MBTA proposes a Red Line / Blue Line connector

MBTA proposes a Red Line / Blue Line connector

red_blueThe Massachusetts Bay Transit Authority (MBTA) has proposed linking the Red Line at Charles Street with the Blue Line at Bowdoin Street. This would connect the only two lines in the subway system that don’t link – the Red Line and Green Line link at Park Street, the Blue Line and Green Line link at Government Center, the Blue Line and Orange Line link at State Street, and the Green Line and Orange Line link at North Station and Lechmere.

The MBTA would run a tunnel underneath Charles Street from the Charles / MGH Red Line stop to a rehabilitated Bowdoin Street Blue Line stop or would close that station and have the train run directly to Government Center. The Bowdoin stop is only open on weekdays, as is, and only from 6 AM – 6 PM, or so, as it is.

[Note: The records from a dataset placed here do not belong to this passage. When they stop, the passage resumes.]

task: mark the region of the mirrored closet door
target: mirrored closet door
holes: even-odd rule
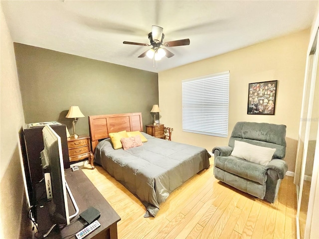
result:
[[[298,238],[309,238],[310,223],[309,214],[313,208],[310,205],[314,163],[318,139],[319,119],[319,73],[318,72],[319,45],[318,32],[309,50],[306,64],[304,94],[294,182],[297,185],[298,207],[297,230]],[[318,150],[317,149],[317,151]],[[318,152],[317,153],[318,154]],[[318,169],[315,168],[316,170]],[[315,183],[316,184],[316,183]],[[313,185],[316,186],[316,185]],[[313,191],[313,188],[312,189]],[[310,198],[310,196],[311,197]],[[311,200],[310,200],[311,201]]]

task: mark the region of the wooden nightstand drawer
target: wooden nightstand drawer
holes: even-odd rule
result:
[[[164,124],[159,124],[154,126],[155,132],[160,131],[162,133],[164,133]]]
[[[159,131],[155,131],[155,133],[154,133],[154,136],[156,137],[157,136],[159,136],[159,135],[162,135],[163,134],[164,134],[164,130],[163,129],[162,130],[159,130]]]
[[[91,151],[90,136],[80,135],[77,138],[68,138],[70,162],[76,162],[88,158],[92,168],[94,168],[94,156]]]
[[[157,138],[164,138],[164,124],[160,123],[154,125],[154,124],[148,124],[146,125],[146,133]]]
[[[78,140],[69,141],[68,142],[68,147],[74,148],[75,147],[80,147],[83,145],[89,145],[89,139],[84,138],[83,139],[79,139]]]
[[[86,153],[90,152],[90,148],[89,145],[79,147],[78,148],[74,148],[69,149],[69,157],[73,156],[77,156],[83,153]]]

The MBTA is not proposing this as an act of generosity or kindness; it is required to build the connector as part of the “Big Dig” project. The idea is that the newly-submerged Central Artery would only increase the number of people who drove into and around the city, so an expanded and improved public transportation system needed to be built, as well, to help other commuters as well as to offer an alternative to driving.

The connector would benefit several groups of people:

* residents of Somerville and Cambridge who travel from Davis Square, Porter Square, Harvard Square, Central Square, and Kenmore Square who work at Mass General Hospital or the Mass Eye & Ear Infirmary or at Government Center;

* residents of East Boston who travel to those same hospitals as well as to the Massachusetts Institute of Technology and Harvard University;

* Cambridge and Somerville residents and commuters traveling to Boston Logan Airport;

* Beacon Hill residents who are traveling to and from Cambridge and Somerville or to and from the airport.

An underground Blue Line storage facility would be built near Charles Street, giving the MBTA a second location for unused cars, making coordination of schedules and routes easier.

What hasn’t been decided is the method of construction – would they dig a big hole down the middle of Charles Street, put in the subway rails, then cover it up, or would they bore a big tunnel underground while life continued above, oblivious to what was happening, below?

Shop owners and residents on and near Charles Street would probably flip their last wigs if the T went with Option 1. The area is just coming what was an almost-decade long renovation of Charles Street. Many stores are just now recovering from that mess. To ask them to put up with another three years of construction (and to see all the new curb-cuts, brickwork, and landscaping destroyed) may be too much to ask.

The next meeting to discuss the project is on December 14 from 4 – 6 PM in the ‘Amenities Room’ at 73 Tremont Street.